The running joke every Sunday, when the more than 200 students on our six area Clay Target League teams get together, is that it’s easy to tell it is our shooting day.

This spring, conditions have been, without fail, the worst of the week on our designated afternoon at the gun club. Winds of 20 to 30 miles per hour (or stronger) have been the norm. High temperatures that can’t break out of the forties and those in the first four weeks of the season stuck in the thirties with spitting rain and the occasional sweep of white across the shooters’ field of vision has made things challenging to say the least.

Two weeks ago, we had to cancel due to a sideways-falling rain-snow mix that battered my windshield as I made my way back to town from a fishing trip. Having called in with the other coaches that morning on the outset of my journey to make the decision of “go” or “no-go,” I knew we had made the right choice as the accumulations caused my antenna to ice over.

So, as we arrived at the gun club this Sunday, the conditions left many of us – coaches and shooters – delightedly dazed and confused. The yellow light of spring filtered down between puffy white clouds as a light westerly breeze faded into the kind of stillness that allowed the warming temperatures to chase the jackets from participants, mentors and spectators alike into heaps along the sidewalk picnic tables up and down the facility; an odd sort of reverse from the piles of snow that held their place when we began at the end of March. It was as close to perfect as this year’s shooting season has been.

From the treeline behind us, robins cheered the kids on as they made their way to the houses. Mourning doves zipped and bobbed across the field as if to tempt fate as the shooters took their aim. The occasional gopher pressed his luck as he popped out from his hole along the cinderblock walls around the trap thrower. All the natural world seemed to join the young shooters in shedding the last of winter’s trappings as tee shirts and shorts replaced the shooters’ heavy jackets and coveralls from previous weeks, and four layers of clothing quickly melted down to one for most taking part in our second-to-last shoot of the regular season.

With the great conditions, came great scores. Up and down the line, scores of 23 and 24 became common as guns mounted snugly to shoulders and the kids smashed the tiny orange domes as if they were slow-floating garbage can lids hanging in the air, unmoved by the gusts which had disappeared into the near-nightmarish memories from previous weeks before. Soon, the veteran shooters found their mark and two perfect rounds of 25 went up. In the following flight, another one and then another in the third flight and the fourth.
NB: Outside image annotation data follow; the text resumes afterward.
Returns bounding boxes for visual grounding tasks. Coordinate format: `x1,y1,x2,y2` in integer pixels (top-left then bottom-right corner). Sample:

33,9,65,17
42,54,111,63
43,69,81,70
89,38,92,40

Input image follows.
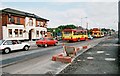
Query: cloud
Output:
0,2,118,30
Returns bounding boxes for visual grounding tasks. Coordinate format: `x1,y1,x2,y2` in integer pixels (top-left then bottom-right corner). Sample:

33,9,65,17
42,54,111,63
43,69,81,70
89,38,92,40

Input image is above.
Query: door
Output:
29,29,32,40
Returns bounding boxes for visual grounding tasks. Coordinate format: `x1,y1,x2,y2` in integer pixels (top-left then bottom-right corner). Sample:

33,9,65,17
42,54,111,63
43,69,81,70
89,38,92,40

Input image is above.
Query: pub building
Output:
0,8,49,40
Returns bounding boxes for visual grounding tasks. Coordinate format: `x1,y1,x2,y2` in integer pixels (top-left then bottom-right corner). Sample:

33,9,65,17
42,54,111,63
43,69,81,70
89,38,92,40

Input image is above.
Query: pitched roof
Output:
0,8,49,21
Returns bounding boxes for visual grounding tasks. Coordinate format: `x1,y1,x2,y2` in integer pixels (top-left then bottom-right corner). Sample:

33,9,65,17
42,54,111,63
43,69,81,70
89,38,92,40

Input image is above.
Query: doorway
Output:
29,29,32,40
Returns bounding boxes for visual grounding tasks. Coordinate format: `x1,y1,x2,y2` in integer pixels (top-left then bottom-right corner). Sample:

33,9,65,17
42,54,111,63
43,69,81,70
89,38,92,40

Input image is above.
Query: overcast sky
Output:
0,0,118,30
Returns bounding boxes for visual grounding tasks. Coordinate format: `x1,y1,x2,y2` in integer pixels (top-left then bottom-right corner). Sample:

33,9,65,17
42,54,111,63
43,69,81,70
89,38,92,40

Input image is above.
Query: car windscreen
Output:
64,31,72,34
0,40,4,45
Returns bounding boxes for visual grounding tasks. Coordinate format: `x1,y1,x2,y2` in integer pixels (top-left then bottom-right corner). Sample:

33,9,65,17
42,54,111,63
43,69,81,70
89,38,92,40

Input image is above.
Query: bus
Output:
92,28,104,38
62,29,88,41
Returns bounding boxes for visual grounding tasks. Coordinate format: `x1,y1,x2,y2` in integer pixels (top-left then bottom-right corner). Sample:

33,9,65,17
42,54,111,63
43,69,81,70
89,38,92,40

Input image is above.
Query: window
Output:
8,29,12,37
64,31,72,34
12,40,18,44
37,21,40,26
19,29,23,37
17,17,20,24
14,29,18,37
29,18,33,26
78,31,82,35
4,40,12,45
36,31,39,37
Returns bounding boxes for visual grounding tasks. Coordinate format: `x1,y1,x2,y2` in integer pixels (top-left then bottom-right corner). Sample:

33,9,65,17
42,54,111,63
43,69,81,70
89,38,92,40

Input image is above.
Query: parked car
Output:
36,37,58,47
0,39,30,53
88,34,93,40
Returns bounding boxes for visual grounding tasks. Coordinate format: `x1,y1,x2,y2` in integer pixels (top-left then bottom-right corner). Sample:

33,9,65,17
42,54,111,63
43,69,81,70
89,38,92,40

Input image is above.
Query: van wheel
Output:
78,39,80,42
24,45,29,51
37,45,40,47
3,48,10,54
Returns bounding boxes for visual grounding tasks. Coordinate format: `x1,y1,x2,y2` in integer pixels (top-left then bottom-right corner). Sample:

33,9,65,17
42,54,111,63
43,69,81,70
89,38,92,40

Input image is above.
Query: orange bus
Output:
92,28,104,38
62,29,88,41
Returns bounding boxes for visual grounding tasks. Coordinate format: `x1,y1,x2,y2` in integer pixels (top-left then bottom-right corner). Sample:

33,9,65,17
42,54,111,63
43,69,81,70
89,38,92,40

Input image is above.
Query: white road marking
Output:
105,58,116,61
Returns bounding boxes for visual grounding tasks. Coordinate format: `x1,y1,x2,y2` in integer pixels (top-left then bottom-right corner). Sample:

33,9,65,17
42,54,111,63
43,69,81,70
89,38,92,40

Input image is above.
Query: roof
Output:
0,8,49,21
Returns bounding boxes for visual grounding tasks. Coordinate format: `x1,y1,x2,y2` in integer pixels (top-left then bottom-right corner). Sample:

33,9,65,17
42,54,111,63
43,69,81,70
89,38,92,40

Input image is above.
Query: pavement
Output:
59,36,120,74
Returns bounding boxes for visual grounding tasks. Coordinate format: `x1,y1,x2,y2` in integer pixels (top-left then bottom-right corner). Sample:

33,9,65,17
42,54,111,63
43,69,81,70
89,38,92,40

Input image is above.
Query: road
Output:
2,37,106,74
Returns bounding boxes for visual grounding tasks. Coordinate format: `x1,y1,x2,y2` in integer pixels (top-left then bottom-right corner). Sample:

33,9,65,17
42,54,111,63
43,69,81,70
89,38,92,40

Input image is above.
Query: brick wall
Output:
118,1,120,43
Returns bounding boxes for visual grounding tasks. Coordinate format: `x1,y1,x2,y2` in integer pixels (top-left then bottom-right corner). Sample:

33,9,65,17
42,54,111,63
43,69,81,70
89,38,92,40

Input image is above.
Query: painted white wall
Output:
2,26,8,39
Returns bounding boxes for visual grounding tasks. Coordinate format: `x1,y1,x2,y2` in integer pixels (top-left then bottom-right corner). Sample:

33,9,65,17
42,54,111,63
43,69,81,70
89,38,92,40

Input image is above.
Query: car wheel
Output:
3,48,10,54
54,42,58,46
24,45,29,51
44,44,48,47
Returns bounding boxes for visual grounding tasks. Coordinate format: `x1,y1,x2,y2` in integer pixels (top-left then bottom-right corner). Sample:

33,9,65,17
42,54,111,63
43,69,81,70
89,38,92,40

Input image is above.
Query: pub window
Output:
14,29,18,37
10,17,15,23
8,29,12,37
29,18,33,26
19,29,23,37
36,31,39,37
17,17,20,24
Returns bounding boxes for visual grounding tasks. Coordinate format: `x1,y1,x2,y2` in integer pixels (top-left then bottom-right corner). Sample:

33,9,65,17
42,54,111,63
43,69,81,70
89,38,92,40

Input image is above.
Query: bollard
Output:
82,46,87,49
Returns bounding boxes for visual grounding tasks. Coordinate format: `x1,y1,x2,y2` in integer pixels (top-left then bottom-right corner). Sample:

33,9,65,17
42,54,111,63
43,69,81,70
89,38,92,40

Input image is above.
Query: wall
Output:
118,1,120,43
0,14,3,39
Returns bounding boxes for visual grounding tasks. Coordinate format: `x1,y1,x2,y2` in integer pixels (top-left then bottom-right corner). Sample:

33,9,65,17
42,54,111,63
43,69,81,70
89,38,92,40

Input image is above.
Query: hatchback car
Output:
36,37,58,47
0,40,30,53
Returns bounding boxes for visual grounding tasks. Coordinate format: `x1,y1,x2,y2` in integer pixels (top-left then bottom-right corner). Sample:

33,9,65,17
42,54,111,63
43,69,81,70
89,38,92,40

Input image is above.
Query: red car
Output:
36,37,58,47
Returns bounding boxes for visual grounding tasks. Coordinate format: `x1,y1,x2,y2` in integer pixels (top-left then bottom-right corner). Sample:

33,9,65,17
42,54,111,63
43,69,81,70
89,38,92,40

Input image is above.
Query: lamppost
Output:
81,17,88,28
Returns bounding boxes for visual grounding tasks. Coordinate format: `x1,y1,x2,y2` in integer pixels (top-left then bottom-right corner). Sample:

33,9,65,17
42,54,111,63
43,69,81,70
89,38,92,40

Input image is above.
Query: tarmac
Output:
59,35,120,74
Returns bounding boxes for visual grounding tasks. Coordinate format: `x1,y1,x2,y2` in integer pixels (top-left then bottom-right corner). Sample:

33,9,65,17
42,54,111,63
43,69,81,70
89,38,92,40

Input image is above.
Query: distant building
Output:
0,8,49,40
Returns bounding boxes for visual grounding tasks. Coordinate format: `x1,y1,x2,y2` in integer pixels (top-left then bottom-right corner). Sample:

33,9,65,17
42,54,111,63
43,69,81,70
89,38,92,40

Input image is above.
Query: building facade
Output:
0,8,49,40
118,0,120,43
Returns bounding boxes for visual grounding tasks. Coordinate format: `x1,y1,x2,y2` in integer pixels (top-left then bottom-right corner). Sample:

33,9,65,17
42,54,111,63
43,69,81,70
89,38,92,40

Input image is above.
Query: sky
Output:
0,0,118,30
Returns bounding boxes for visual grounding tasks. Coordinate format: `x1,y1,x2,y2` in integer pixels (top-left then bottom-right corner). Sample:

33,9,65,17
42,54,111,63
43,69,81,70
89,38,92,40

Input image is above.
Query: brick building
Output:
0,8,49,40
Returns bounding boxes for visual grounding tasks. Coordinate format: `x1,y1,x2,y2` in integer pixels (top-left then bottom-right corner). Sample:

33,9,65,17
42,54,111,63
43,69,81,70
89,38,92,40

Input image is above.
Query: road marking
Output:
105,54,110,55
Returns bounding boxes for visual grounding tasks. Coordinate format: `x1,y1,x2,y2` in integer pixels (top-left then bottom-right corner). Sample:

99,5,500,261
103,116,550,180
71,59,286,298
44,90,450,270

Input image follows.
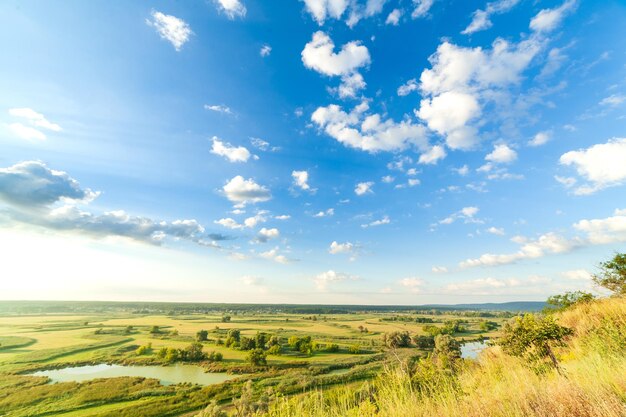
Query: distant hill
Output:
0,301,545,314
419,301,546,311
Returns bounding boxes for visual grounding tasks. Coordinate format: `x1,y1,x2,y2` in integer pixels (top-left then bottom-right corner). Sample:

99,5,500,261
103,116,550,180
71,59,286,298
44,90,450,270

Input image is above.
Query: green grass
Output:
0,306,499,417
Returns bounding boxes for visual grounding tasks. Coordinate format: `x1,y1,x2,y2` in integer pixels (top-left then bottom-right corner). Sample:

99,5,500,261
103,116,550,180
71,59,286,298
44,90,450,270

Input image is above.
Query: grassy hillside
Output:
267,297,626,417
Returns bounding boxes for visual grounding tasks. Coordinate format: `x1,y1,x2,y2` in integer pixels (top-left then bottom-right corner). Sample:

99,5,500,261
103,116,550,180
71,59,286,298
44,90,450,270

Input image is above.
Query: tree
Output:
433,334,461,368
206,351,224,362
246,349,267,366
195,400,226,417
179,342,206,362
592,253,626,295
478,320,498,332
348,345,361,355
546,291,595,310
254,332,267,349
413,336,435,350
498,314,573,373
383,331,411,349
196,330,209,342
324,343,339,353
224,329,241,347
239,336,257,350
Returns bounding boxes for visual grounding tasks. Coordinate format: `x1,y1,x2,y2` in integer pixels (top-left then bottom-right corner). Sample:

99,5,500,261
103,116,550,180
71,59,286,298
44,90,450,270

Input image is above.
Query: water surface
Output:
461,340,489,359
30,364,239,385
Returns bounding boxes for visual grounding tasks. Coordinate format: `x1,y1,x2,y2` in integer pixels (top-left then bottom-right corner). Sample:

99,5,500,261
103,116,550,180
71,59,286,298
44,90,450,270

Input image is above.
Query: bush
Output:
383,332,411,349
348,345,361,355
246,349,267,366
206,351,224,362
324,343,339,353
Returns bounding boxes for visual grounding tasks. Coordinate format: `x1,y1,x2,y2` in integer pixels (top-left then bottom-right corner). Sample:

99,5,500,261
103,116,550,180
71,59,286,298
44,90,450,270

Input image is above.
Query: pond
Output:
461,339,489,359
29,364,241,385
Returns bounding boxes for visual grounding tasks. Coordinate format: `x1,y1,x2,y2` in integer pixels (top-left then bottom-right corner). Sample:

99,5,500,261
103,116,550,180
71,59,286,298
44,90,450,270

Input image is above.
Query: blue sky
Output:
0,0,626,304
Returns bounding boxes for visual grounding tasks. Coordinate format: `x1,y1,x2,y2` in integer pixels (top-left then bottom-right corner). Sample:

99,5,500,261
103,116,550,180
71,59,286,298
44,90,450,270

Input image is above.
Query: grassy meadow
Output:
0,303,504,417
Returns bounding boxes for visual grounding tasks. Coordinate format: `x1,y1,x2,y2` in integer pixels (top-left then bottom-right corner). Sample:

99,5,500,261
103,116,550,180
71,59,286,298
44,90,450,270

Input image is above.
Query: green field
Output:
0,303,510,417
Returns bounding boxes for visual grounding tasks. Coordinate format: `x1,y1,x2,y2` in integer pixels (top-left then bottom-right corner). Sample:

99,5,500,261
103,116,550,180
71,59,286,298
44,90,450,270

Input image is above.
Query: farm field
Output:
0,304,511,417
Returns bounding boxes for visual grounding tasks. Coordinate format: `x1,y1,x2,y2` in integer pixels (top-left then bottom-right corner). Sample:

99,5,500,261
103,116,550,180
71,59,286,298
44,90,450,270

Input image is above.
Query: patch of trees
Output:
383,331,411,349
478,320,498,332
422,320,467,337
498,314,573,373
287,336,314,356
546,291,595,311
380,316,435,323
591,253,626,295
157,342,224,363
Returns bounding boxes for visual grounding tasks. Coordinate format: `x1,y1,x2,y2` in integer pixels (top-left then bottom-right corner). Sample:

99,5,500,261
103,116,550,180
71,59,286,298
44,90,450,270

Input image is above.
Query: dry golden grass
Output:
269,298,626,417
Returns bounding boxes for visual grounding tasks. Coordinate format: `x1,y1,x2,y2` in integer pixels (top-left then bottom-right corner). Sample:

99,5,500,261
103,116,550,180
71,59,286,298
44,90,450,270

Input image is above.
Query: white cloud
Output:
559,138,626,195
459,233,582,268
204,104,233,114
443,276,550,295
455,165,469,177
416,91,481,143
243,210,268,229
146,10,193,51
0,161,226,247
213,217,243,229
417,145,446,165
313,208,335,217
250,138,280,152
461,0,520,35
337,72,367,99
256,227,280,243
9,107,63,132
222,175,272,206
411,0,435,19
354,181,374,195
398,277,424,293
487,226,504,236
528,131,551,146
291,171,311,191
385,9,402,26
459,209,626,268
485,144,517,164
259,45,272,58
574,210,626,245
328,241,356,255
561,269,591,281
259,248,292,264
439,206,482,224
8,107,63,140
302,31,370,76
214,0,247,20
311,102,428,152
530,0,576,32
398,78,419,97
304,0,349,25
314,269,359,291
361,216,391,229
554,175,577,188
0,161,99,208
600,94,626,107
415,36,544,149
9,123,46,140
211,136,250,162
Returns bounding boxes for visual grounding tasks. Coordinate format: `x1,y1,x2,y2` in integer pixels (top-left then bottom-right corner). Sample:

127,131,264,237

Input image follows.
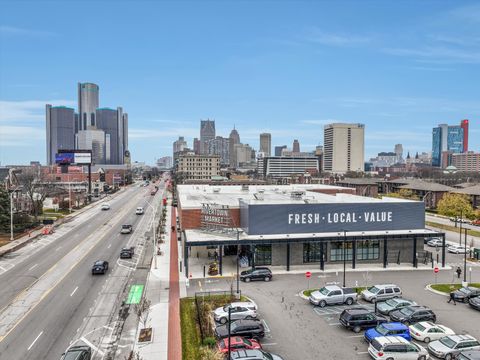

Confidence beamed from nearly every participant as they rolled off the line, sharing their success with family members watching from the hillside vantage points on blankets and folding chairs. Fist bumps that made actual knuckle contact, instead of the soft thud through winter gloves, were the celebration of choice as scores soared into the 20s for many and most participants were able to shoot what remained of the light spring breeze with their teammates and coaches, instead of hustling into the clubhouse or back to their parent’s car to get warm.

In this season formerly known as spring, I’ve fished open water in wind, rain and snow; I’ve stood on icy banks to chase lazy pike with the fly rod in the first melt with red-white knuckles and I’ve borne the wrath of northeast winds on the same green traphouses waiting for the day when a jacket and stocking cap wasn’t a requirement along with my ear plugs and safety glasses.

For a handful of the shooters it was as perfect as their scores, and for dozens more it was near perfect. For me though, it was as good as it has been all season and an ideal reminder of the good things that can come on a warm spring day…in our outdoors.